SIMON: You know, kvetching about this and that. Can you (vocalizing) - that sort of thing. And I wonder if you ever look out at that Manhattan skyline and appreciate that?
SEINFELD: (Laughter) It's a very nice thought, Scott. I really appreciate that. But kvetching is only of value if you can do it in an amusing way. My son just came in a minute ago. And he says, I can't study. The wind is howling. I said, we can't say things like that. If you're going to complain - my whole act is, of course, constant complaining...
SEINFELD: ...But you have to find something amusing in that complaint. Otherwise, keep your mouth shut.
SIMON: Wow, that's tough love, though.
SEINFELD: Oh, yeah. (Laughter) Well, I'm very hard on my family as far as being entertaining. You know, at my dinner table, you're supposed to be funny.
SIMON: Do your children find you funny?
SEINFELD: Oh, yeah. But if I'm not - which occasionally - of course, humor is a very hit and miss...
SEINFELD: ...Business as we know. And when I'm not, believe me - they will take me out at the knees. They will look at me and just go, that's it? That's all you got?
SIMON: (Laughter) Well, all right. It sounds like they get a little, you know, a little pound of their own flesh back there.
SEINFELD: Oh, for sure.
SIMON: Yeah. Are these times discouraging or good times to try to be funny?

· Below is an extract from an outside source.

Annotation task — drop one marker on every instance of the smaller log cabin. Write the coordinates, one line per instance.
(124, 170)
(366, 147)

SEINFELD: You know, humor is sort of the greatest value in times like these. Humor is an essential survival quantity, I think, of human life. I mean, I've been seeing some stuff about these nurses and medical professionals and these horrible units where they're losing people so regularly. And I heard this one nurse say - she said, you cry for a while, and then you tell jokes.
SEINFELD: And that seems like the most human you can be.
SIMON: Yeah. Jerry Seinfeld. His special, "23 Hours to Kill", drops on Netflix on May 5. He performs the hour, and he's also the only writer. Thanks so much for being with us.
SEINFELD: Thank you, Scott. It was a pleasure.